Dopo il miracolo Giusti che ha tracciato il tratto ascendente della parabola del Teatro, i successivi direttori artistici (Pippo Baudo, Filippo Amoroso, Orazio Torrisi) non hanno saputo mantenere il livello raggiunto; l’ultimo ha dilapidato e disperso il massimo patrimonio del Teatro: il suo pubblico.

La perdita di abbonati non è figlia della crisi economica: le sale che ospitano le altre stagioni a Catania, alcune ben più ampie della sala “Verga”, sono sempre piene. Come la mettiamo?

Che dire della singolare bulimia spettacolare che ha colpito lo Stabile da qualche stagione? Nelle due sale (“Verga” e “Musco”, una volta erano tre) si tengono spettacoli una botta e via (due tre giorni al massimo). Si capisce che è importante la qualità piuttosto che la quantità? Si capisce che vengo da te “accontentandomi” dello sbigliettamento perché sei il teatro con il massimo numero di abbonati d’Italia, se non lo sei più mi rifili un bidone?

Non è peregrina l’idea di fare una gara per titoli, di rimediare alle recenti scelte culturali e gestionali opportunistiche stile i tre della vaneddazza (sputo, piscio e cacazza… con rispetto parlando): il pubblico l’ha capito e si è sentito dileggiato.

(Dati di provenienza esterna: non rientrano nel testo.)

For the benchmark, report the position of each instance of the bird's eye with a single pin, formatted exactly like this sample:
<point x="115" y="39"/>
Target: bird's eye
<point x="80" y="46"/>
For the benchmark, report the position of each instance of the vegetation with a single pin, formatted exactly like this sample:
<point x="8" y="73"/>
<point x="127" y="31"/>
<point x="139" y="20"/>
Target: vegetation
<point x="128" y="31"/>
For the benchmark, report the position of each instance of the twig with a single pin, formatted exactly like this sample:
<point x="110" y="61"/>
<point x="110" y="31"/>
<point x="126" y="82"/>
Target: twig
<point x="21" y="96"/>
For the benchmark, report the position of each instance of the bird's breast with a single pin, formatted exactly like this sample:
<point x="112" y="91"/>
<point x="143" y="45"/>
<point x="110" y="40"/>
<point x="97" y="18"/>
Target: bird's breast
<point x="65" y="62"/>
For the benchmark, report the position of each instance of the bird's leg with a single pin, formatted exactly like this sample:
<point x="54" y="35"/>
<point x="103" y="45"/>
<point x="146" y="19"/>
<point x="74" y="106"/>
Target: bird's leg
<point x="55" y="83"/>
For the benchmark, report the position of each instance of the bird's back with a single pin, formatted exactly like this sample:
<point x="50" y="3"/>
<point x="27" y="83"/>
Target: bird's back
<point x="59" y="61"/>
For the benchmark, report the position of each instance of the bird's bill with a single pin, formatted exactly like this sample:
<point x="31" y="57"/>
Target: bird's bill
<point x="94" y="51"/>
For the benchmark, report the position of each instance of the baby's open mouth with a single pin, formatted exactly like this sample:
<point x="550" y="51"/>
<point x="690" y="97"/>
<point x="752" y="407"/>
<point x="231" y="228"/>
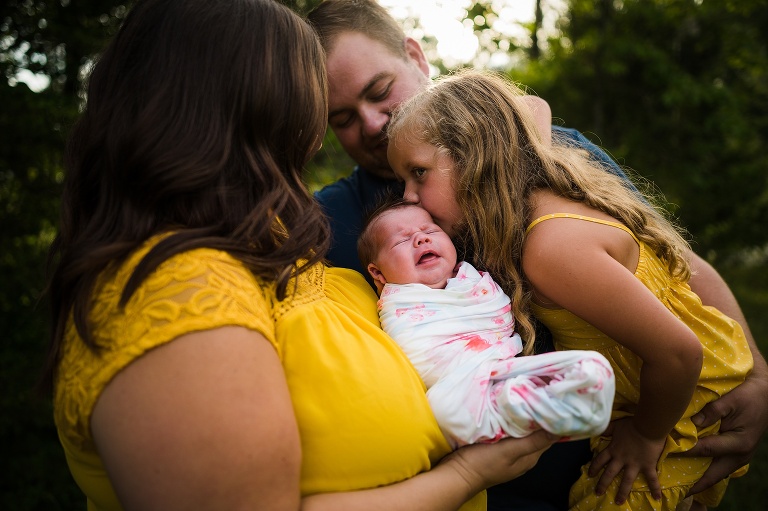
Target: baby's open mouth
<point x="427" y="257"/>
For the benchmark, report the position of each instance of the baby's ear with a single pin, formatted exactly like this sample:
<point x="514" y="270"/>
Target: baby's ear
<point x="378" y="278"/>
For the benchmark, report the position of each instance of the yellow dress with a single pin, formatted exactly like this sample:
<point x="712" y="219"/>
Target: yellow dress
<point x="362" y="412"/>
<point x="727" y="361"/>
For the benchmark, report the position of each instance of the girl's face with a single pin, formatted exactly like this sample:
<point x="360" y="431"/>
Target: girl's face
<point x="430" y="180"/>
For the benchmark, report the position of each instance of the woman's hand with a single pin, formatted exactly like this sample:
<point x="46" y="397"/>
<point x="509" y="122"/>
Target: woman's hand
<point x="632" y="453"/>
<point x="743" y="413"/>
<point x="485" y="465"/>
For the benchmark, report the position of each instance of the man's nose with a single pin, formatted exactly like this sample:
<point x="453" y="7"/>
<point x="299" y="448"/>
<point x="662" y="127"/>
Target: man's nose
<point x="374" y="121"/>
<point x="410" y="194"/>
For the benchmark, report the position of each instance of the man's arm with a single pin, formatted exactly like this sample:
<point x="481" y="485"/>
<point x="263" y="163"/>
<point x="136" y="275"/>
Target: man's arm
<point x="744" y="410"/>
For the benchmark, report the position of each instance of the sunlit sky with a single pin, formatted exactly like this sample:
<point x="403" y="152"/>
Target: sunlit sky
<point x="443" y="20"/>
<point x="457" y="44"/>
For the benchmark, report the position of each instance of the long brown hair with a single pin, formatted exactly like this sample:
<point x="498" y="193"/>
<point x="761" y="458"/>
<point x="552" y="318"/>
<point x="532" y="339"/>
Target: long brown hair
<point x="480" y="119"/>
<point x="200" y="116"/>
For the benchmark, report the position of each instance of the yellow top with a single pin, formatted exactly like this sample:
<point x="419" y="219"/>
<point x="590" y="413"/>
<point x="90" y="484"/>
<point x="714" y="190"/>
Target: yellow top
<point x="727" y="359"/>
<point x="373" y="425"/>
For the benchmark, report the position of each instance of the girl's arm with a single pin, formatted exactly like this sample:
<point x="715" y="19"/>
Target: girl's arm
<point x="587" y="268"/>
<point x="206" y="422"/>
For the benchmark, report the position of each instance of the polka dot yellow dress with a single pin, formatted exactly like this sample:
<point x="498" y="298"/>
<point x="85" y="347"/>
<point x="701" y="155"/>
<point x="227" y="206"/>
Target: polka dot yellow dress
<point x="726" y="362"/>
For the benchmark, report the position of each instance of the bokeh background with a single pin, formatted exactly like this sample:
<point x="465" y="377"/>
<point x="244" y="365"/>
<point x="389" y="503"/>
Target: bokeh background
<point x="675" y="90"/>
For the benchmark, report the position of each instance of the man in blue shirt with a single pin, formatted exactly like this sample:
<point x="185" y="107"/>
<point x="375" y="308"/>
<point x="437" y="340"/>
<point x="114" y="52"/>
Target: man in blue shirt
<point x="372" y="67"/>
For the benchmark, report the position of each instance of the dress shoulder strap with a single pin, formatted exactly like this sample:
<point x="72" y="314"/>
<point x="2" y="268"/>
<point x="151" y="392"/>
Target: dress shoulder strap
<point x="581" y="217"/>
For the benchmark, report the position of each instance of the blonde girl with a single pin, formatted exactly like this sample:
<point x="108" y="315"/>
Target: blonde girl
<point x="583" y="252"/>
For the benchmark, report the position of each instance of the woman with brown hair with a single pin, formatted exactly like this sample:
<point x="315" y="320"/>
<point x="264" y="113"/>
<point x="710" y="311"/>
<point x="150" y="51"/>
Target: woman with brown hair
<point x="203" y="356"/>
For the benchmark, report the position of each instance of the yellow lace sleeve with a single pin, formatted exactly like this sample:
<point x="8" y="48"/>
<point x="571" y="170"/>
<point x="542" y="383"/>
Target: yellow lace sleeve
<point x="198" y="290"/>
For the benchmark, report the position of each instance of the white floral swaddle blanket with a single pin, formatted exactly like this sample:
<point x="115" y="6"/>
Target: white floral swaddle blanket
<point x="462" y="342"/>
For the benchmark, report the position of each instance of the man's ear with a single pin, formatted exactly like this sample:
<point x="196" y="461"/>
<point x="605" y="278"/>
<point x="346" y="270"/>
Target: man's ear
<point x="378" y="278"/>
<point x="416" y="53"/>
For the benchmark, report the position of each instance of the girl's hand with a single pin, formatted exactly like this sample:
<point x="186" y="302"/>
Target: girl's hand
<point x="631" y="452"/>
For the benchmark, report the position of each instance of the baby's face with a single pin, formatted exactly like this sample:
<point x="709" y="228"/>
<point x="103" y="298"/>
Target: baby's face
<point x="413" y="249"/>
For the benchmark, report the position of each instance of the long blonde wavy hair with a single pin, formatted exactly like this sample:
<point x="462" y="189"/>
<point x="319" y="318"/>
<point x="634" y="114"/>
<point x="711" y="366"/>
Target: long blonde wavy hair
<point x="480" y="119"/>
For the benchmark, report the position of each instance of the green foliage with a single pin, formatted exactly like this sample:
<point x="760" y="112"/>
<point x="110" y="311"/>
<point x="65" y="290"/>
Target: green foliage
<point x="678" y="91"/>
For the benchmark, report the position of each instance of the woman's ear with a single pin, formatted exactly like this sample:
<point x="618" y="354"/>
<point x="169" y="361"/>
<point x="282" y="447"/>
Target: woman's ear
<point x="378" y="278"/>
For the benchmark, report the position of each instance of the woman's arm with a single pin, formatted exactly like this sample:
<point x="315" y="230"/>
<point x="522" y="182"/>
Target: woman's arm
<point x="206" y="422"/>
<point x="592" y="279"/>
<point x="457" y="478"/>
<point x="202" y="422"/>
<point x="743" y="412"/>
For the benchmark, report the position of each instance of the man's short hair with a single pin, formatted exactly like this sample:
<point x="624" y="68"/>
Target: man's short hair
<point x="334" y="17"/>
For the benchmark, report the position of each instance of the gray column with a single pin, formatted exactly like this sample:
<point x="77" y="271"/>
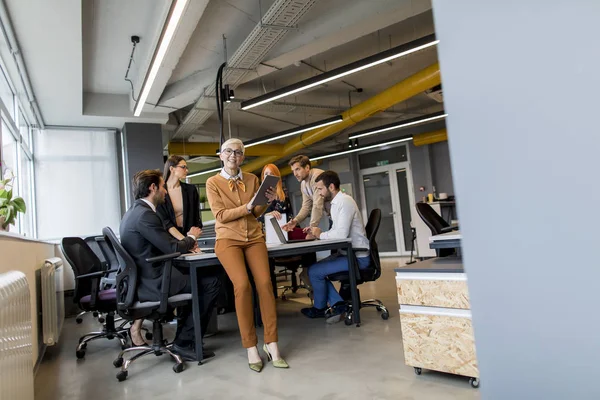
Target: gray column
<point x="143" y="149"/>
<point x="521" y="82"/>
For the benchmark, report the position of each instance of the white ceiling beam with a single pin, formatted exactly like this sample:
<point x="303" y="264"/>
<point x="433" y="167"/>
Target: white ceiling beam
<point x="187" y="26"/>
<point x="315" y="36"/>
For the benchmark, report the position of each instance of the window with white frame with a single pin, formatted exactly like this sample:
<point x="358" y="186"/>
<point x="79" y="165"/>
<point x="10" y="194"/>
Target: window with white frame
<point x="77" y="182"/>
<point x="16" y="158"/>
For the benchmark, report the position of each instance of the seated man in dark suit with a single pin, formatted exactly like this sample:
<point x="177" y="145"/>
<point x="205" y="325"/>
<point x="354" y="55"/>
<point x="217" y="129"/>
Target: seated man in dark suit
<point x="144" y="236"/>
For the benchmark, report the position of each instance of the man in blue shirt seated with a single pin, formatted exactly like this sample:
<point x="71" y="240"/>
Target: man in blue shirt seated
<point x="347" y="223"/>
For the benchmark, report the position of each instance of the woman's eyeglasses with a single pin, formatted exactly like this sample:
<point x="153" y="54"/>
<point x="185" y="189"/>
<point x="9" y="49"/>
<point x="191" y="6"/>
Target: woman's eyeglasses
<point x="238" y="153"/>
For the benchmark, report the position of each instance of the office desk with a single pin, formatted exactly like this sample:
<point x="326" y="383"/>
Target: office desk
<point x="196" y="262"/>
<point x="449" y="240"/>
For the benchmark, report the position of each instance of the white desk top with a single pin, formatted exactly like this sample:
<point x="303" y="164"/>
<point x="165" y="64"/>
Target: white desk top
<point x="270" y="246"/>
<point x="454" y="235"/>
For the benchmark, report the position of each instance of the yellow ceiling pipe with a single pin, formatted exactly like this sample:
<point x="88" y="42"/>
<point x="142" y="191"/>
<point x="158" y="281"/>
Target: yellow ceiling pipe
<point x="411" y="86"/>
<point x="430" y="137"/>
<point x="210" y="149"/>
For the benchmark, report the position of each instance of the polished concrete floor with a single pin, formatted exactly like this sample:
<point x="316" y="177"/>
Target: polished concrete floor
<point x="326" y="362"/>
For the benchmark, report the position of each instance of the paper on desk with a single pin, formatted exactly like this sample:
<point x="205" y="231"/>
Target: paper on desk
<point x="270" y="235"/>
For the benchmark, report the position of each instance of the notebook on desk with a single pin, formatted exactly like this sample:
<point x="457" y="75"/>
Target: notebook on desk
<point x="281" y="235"/>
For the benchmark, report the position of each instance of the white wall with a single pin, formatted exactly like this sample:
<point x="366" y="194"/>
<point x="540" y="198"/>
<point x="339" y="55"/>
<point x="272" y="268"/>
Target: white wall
<point x="521" y="86"/>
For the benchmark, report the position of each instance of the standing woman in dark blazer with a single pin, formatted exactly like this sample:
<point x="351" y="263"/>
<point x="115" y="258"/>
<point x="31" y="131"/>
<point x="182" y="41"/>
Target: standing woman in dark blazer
<point x="179" y="213"/>
<point x="181" y="210"/>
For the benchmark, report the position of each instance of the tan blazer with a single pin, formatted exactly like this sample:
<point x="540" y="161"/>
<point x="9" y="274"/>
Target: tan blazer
<point x="232" y="219"/>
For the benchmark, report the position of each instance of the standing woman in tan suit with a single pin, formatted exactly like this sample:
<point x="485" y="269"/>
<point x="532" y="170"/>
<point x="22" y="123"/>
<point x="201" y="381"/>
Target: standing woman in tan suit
<point x="240" y="241"/>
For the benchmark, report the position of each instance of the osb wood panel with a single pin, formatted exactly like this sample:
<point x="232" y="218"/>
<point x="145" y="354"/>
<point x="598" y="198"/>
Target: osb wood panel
<point x="447" y="294"/>
<point x="439" y="343"/>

Ora circola un nome; che si metta in gioco e si confronti, vinca il migliore! Un direttore artistico deve avere competenza, capacità, apertura mentale, forti relazioni con l’ambiente e il mondo dello spettacolo, ma anche e soprattutto generosità e consapevolezza della mission che lo attende, feeling con il pubblico. Condotte  modeste e autoreferenziali sono tassativamente proibite.